Posts tagged “hiking

The Garden Route

When I decided that it was time to leave Jeffrey’s Bay, I took what is called the “Garden Route”. It’s a coastal route which goes from Port Elizabeth to Cape Town, and it’s very popular for backpackers because of the wonderful views, the nature, and the many activities that it has to offer.

I got a ride with a group of students that were staying at the backpackers. They were traveling on a small bus and the driver, a South African, offered me a ride. He was worried about me traveling alone in his country. They dropped me off in Knysna, my first stop on the Garden Route, where I learned how to cook some South African food and where I listened to some Israeli rock music for the first time. I discovered then, as some Israelis told me, that I could pass for one of them because of my appearance and the way I speak English.

Knysna

Knysna

With the backpacker’s owner’s help I got a half price ticket to Cape Town on the Bazbus, a minibus that takes backpackers along the South African main touristic routes, and you can make as many stops as you want along the way. I left Knysna and on that bus I met Susanne, a German girl with whom I was going to share my next destination, Wilderness.

When I arrived I borrowed a bike at the backpacker’s and went for a ride through the town and the mountains. People waved at me when I passed, that was the first time of many during the trip. It’s certainly one of the things I miss the most being here in Europe.
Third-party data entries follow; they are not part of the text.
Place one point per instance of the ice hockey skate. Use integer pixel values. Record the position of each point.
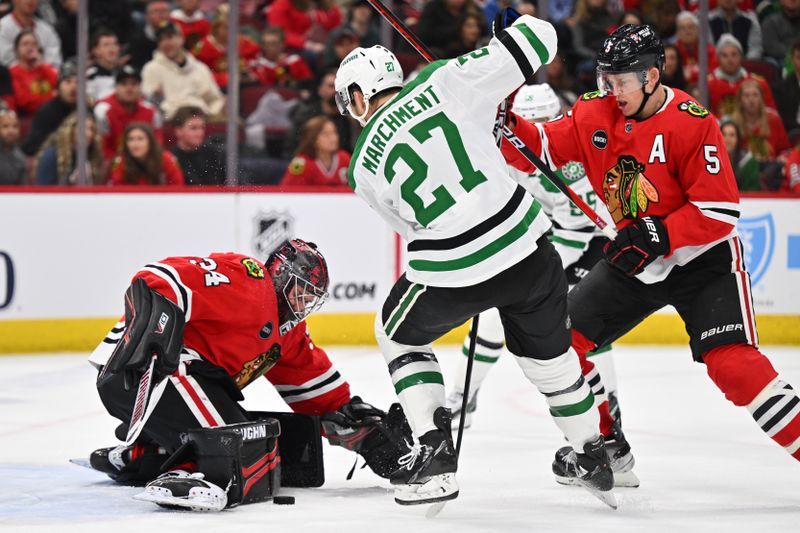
(590, 469)
(454, 402)
(620, 458)
(427, 471)
(181, 490)
(134, 465)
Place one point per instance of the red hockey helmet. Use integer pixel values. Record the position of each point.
(300, 275)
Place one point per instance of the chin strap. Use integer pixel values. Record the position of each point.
(360, 118)
(645, 99)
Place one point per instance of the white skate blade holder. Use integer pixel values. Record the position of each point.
(607, 497)
(621, 479)
(437, 490)
(165, 498)
(203, 497)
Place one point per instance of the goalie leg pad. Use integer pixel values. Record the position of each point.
(153, 325)
(241, 458)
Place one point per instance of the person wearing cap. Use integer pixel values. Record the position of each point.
(212, 49)
(175, 78)
(52, 113)
(744, 25)
(687, 41)
(341, 42)
(143, 42)
(105, 53)
(277, 67)
(360, 20)
(725, 80)
(23, 17)
(191, 20)
(123, 106)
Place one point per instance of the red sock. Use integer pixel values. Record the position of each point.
(582, 345)
(748, 379)
(739, 370)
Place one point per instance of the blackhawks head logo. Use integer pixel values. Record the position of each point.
(693, 108)
(255, 368)
(627, 190)
(253, 269)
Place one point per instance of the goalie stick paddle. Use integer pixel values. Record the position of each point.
(515, 141)
(147, 396)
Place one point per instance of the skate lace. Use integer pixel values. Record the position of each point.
(408, 460)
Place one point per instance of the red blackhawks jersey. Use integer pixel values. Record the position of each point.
(231, 314)
(672, 165)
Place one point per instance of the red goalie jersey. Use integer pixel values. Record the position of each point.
(674, 168)
(231, 314)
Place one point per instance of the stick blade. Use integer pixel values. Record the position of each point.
(434, 510)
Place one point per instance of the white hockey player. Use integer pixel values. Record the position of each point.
(427, 162)
(576, 239)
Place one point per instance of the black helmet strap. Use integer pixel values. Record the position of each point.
(647, 97)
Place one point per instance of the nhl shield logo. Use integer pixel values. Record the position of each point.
(270, 230)
(758, 239)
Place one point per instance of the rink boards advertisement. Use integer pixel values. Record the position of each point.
(66, 258)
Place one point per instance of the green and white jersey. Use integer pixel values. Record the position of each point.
(428, 164)
(572, 230)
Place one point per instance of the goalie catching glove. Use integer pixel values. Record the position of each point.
(638, 245)
(380, 438)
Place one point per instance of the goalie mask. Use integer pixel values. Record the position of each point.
(536, 103)
(300, 275)
(370, 70)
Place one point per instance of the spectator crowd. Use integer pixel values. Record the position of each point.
(158, 77)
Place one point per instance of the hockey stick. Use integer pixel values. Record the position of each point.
(473, 340)
(515, 141)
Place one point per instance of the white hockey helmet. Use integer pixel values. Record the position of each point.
(373, 69)
(536, 103)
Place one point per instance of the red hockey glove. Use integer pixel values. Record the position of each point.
(638, 245)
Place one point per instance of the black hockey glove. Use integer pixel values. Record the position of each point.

The next day I went to meet Susanne. She had discovered a place in Wilderness and wanted to take me there, so we walked along the old railroad tracks until we arrived at an abandoned restaurant on the tracks, under a cave. The place was decorated with thousands of shells, it was quite impressive.

The transformed restaurant

The transformed restaurant

There she introduced me to a man in his fifties and she told me his story. His life had taken a wrong turn, he was taking drugs, and he was drifting. But he felt God calling him and asking him to change, so he found the old restaurant and turned it into a homeless shelter. He showed us around, explaining that there were 13 beds but at the moment just two men were living there with him. One of them had found a job and was contributing for the expenses, but the other one wasn’t helping much. He also showed us a small library, lit by candles. His voice was really soft and sweet, and he gave me the impression of being a wonderful person.

The inside of the cave, with one of the beds

The inside of the cave, with one of the beds

Susanne had previously told me that they were running out of sugar, so we gave him a bit of money, and I said “for sugar”. He was very grateful, they basically live on people’s donations.

We said goodbye to him and I arranged to meet Susanne later for some canoeing and hiking. We had a great time! The views were astonishing; I fell in love with Wilderness.

In the evening we took the Bazbus to the next stop, in her case Cape Town because she was flying back to Germany, and in my case Mossel Bay, where I saw the bioluminescent plankton glowing at night for the first time, and where I did shark cage diving. This is basically what the name indicates; entering a cage at the sea and being submerged into the water while the sharks pass in front of you.

It was an exciting experience, but the boat crew used dead fish to attract the sharks – which totally worked – and in my opinion this can cause alterations in the sharks’ normal behavior. Surfers complain because this practice incites the sharks to associate people with food, and they are convinced that this is the cause of the increasing number of shark attacks on surfers on the South African coast.

After Mossel Bay I headed to Swellendam, a little town where I slept inside a cabin at the empty backpacker’s courtyard, using a gas lamp because there was no electricity. The next morning I went hiking alone, and in the afternoon I took the Bazbus again, where I made three new friends. We stopped in Hermanus, a town famous for its whale watching, and it was the best time of the year to do it. So I got to see many whales; from far away, but I saw them. They even have a “whale crier”, a man with a self-made horn who scours the city staring at the sea watching for whales, and sounds a different tune depending on where the whale has been sighted, using what looks like a kind of a Morse code.

The whale crier of Hermanus

The whale crier of Hermanus

One of my new friends had a ride arranged with two other friends that were going to pick him up at Hermanus and drive to Cape Town along one of the most beautiful rides in South Africa. So I joined them and that’s how I met Dag, a Norwegian who was following a similar route to mine, and whom I would travel with for the next month.